Ryan will have a fair idea what New England will do from just its field position and down and distance. He’ll use those tendencies to signal a particular defense.

The players should know what he’s going to signal. It’s in the game plan. But Ryan reminds them.

The defense could change after the Patriots make their substitutions. It could change again after they line up in a formation. It could change again after they send a man in motion. It could change again after the pass receivers start running their routes.

That’s why the players are chattering like magpies when they’re not barking like dogs – to make sure everybody makes the same change.

It’s also why Ryan finds it necessary to load a game plan with two dozen pass-coverage schemes and a dozen or so fronts, or line alignments. “We feel like we have something to stop whatever you’re going to try,” he says.

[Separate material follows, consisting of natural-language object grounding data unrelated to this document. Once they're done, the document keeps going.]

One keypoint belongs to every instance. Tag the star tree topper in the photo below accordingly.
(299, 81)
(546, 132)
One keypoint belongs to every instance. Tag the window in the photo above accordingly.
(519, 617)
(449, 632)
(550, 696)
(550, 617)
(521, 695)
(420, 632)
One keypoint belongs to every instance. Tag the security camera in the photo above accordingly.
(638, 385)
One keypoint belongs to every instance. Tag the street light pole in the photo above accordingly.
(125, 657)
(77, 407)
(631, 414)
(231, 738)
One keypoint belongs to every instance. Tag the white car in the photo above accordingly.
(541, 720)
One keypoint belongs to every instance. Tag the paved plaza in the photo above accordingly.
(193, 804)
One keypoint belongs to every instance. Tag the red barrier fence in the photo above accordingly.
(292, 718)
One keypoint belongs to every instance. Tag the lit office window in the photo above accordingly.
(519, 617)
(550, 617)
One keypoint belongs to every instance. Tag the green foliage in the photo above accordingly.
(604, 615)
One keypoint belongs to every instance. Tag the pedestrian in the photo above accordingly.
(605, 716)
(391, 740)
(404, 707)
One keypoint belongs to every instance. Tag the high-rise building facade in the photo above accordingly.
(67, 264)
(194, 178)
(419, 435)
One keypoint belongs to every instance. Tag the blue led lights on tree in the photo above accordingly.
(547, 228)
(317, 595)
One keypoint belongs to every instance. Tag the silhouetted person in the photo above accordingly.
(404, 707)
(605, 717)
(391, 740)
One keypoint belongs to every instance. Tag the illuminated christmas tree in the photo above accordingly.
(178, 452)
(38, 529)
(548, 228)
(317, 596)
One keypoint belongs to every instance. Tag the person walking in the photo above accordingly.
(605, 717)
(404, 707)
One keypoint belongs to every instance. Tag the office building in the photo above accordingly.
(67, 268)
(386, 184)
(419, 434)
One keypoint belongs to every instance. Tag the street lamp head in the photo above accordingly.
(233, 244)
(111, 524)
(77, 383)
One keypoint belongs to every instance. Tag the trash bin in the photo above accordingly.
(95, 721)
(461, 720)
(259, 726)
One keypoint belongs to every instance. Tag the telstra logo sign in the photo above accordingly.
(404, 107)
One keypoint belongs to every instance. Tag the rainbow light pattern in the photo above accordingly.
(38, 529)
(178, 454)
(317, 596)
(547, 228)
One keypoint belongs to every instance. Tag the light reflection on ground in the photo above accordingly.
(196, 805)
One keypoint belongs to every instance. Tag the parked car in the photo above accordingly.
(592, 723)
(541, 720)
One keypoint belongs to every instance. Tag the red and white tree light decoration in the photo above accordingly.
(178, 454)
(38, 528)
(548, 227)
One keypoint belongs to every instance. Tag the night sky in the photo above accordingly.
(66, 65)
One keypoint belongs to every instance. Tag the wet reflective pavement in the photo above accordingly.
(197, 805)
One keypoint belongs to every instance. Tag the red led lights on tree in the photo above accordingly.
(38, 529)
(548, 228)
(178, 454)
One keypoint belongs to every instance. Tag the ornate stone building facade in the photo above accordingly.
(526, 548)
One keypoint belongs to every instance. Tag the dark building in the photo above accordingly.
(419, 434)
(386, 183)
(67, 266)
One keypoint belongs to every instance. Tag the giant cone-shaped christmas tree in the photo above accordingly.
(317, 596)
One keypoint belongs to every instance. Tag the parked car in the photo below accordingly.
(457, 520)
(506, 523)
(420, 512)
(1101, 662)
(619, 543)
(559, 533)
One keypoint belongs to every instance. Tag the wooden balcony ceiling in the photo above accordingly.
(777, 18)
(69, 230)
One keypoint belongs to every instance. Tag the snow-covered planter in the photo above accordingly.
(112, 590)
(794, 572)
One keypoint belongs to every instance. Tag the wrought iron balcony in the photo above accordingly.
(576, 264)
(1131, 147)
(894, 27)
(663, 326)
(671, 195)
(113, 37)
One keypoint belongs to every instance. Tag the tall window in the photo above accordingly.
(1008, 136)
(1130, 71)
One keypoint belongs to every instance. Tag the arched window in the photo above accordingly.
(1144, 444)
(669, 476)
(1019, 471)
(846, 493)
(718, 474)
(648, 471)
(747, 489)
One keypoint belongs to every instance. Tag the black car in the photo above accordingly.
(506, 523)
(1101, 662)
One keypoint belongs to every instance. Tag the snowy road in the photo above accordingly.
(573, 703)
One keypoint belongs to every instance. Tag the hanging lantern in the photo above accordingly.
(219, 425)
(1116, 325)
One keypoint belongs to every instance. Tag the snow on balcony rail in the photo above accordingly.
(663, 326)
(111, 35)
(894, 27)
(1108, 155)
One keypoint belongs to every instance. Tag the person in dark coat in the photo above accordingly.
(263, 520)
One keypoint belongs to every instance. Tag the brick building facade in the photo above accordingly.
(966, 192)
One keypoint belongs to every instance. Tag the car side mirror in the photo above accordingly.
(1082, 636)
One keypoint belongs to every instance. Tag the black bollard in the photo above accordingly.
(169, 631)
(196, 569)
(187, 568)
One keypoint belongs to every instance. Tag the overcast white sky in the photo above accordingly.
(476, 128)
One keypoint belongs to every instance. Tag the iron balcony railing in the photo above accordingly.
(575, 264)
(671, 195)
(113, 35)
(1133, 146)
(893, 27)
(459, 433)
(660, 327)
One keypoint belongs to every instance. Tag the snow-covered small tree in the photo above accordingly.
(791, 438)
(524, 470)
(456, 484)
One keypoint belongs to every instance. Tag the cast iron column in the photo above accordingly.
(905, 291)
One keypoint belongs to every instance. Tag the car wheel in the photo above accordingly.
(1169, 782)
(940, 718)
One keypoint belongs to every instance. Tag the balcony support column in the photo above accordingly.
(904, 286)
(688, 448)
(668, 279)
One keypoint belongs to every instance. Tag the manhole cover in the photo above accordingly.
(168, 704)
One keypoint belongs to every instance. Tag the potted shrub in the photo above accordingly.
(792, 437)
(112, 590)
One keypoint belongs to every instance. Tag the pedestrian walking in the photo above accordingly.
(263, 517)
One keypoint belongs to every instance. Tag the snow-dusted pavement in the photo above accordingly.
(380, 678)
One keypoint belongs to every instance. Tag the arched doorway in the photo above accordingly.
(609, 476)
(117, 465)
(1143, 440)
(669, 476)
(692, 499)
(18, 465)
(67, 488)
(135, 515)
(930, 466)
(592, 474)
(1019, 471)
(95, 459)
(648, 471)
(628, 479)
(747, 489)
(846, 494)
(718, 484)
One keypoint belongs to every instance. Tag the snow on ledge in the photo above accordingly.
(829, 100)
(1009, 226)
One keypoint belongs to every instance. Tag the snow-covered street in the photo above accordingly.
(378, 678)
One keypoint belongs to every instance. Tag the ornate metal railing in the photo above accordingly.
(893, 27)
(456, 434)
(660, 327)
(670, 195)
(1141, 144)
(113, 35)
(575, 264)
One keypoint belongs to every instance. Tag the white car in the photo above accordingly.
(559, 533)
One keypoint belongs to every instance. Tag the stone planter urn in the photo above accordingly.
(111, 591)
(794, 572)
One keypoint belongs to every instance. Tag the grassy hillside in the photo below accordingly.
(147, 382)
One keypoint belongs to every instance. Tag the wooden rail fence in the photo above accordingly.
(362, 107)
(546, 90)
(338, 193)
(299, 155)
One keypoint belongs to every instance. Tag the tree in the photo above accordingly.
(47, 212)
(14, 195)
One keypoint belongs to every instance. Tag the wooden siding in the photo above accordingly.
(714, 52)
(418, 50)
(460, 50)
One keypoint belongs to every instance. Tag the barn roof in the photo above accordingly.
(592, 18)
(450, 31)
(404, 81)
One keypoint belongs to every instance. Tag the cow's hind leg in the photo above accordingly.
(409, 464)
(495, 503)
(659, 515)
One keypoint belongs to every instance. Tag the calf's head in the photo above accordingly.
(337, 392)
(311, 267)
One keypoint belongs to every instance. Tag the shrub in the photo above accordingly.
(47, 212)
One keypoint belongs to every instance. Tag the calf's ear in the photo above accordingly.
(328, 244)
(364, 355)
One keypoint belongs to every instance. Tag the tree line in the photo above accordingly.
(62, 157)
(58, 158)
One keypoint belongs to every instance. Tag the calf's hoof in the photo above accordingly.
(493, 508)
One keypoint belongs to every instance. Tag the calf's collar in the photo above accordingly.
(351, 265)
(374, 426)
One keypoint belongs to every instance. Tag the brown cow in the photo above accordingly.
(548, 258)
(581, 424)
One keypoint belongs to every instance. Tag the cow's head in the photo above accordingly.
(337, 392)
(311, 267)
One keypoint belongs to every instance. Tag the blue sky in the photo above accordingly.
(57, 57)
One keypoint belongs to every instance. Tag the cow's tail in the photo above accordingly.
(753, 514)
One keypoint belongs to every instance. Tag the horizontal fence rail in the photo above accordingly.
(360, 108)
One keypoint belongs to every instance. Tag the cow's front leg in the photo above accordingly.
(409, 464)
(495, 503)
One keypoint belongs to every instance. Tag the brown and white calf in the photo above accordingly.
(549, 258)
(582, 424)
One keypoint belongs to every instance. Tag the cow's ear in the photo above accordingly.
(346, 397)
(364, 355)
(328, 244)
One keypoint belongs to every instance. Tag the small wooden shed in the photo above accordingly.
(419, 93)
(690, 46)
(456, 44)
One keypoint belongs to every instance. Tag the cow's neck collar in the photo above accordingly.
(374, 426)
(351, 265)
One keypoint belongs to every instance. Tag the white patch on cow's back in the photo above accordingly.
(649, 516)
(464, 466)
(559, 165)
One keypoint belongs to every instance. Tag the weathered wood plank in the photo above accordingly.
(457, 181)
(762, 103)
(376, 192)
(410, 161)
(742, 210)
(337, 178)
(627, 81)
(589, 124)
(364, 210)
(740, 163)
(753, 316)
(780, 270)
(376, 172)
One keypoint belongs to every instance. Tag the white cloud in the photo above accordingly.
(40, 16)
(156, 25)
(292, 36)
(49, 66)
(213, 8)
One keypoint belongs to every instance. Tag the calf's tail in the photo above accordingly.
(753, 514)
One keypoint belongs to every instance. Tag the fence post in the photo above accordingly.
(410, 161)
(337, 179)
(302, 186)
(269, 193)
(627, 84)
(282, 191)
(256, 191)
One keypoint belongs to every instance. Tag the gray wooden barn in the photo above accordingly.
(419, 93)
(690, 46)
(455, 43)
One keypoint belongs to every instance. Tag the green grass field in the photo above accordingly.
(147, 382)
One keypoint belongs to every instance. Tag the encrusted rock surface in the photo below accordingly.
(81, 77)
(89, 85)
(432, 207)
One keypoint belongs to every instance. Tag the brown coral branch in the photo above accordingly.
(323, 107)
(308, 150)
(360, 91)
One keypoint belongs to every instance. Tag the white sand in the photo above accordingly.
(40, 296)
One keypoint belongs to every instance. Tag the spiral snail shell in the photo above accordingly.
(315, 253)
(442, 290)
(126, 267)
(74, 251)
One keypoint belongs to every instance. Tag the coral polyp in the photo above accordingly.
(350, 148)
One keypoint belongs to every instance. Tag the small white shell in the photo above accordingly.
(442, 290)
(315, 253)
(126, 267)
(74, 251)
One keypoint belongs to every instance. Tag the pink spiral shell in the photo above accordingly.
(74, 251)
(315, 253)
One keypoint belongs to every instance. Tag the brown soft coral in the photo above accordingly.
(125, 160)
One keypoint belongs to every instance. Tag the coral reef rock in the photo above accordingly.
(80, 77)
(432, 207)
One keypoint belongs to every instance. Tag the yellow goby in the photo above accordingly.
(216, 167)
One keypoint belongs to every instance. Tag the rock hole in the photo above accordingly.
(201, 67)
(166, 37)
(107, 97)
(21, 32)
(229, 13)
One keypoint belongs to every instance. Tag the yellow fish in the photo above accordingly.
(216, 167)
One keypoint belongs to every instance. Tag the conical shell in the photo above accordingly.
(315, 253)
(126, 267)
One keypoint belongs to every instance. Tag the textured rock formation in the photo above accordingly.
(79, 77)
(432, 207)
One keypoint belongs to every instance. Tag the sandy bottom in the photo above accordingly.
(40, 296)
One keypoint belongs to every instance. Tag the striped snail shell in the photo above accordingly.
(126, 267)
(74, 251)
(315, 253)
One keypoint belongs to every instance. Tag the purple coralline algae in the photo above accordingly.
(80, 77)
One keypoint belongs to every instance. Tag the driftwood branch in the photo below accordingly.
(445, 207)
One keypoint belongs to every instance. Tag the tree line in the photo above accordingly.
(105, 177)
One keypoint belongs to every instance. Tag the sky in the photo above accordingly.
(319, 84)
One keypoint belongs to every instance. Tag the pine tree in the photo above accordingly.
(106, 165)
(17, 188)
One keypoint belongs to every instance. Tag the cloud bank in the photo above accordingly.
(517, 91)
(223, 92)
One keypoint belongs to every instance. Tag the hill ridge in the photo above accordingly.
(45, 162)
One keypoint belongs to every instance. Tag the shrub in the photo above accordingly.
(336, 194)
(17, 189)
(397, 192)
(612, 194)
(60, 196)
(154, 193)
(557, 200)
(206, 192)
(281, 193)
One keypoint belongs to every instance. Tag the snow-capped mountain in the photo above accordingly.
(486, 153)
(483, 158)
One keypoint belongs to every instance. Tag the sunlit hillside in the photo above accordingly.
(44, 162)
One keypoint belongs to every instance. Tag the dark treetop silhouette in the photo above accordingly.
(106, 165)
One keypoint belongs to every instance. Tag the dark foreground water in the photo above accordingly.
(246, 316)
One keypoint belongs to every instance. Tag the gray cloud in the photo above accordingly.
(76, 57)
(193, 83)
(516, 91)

A defensive game plan generally is longer than an offensive game plan because the defense can’t take the initiative. Ryan can’t say, “We had a great defense called on that play, but the ball carrier went the other way.”

There’s a lot to learn. And learning the game plan is only the first step.

“You can’t just watch it on film and say, `OK, That’s what we’ll do,’” linebacker Wilber Marshall says. “It takes an hour to walk through the plays before practice to make sure we know where we’ve got to go in practice. Then we’ve got to do it over and over in practice so we won’t even have to think about it during the game.”

Ryan calls those walkthroughs “concentration.” They’re meetings on the field, at slower tempo than practice.

“It’s boring, and then they go to practice and it’s basically the same thing again,” coach Mike Ditka says. “But when you do that three or four days a week, it really gets you ready to play. Unless the other team really changes drastically what they’ve been doing, we’re going to have them down pretty good. Then it’s a matter of our personnel playing better than theirs.”

Ryan and Ditka hope to have both game plans thoroughly practiced after three days in Champaign, the same as a normal

Wednesday-through-Friday practice week. That will give them four practices at New Orleans, next Tuesday through Friday, “to polish,” Ryan says.

“I think Buddy’s always prepared his team well, but I think the team is preparing itself better,” Ditka says. “There’s a lot of pride in not making mistakes. You’re seeing fewer coverages blown and fewer big plays against our defense.”

In two playoff games, you saw two shutouts. The Bears held the Giants’ Joe Morris to 32 yards one week after he ran for 141. They held the Rams’ Eric Dickerson to 46 one week after he ran for 248.

“If you zero in on something and say you’re going to stop it, we stop it,” Ditka says. “That’s the confidence they have over there.”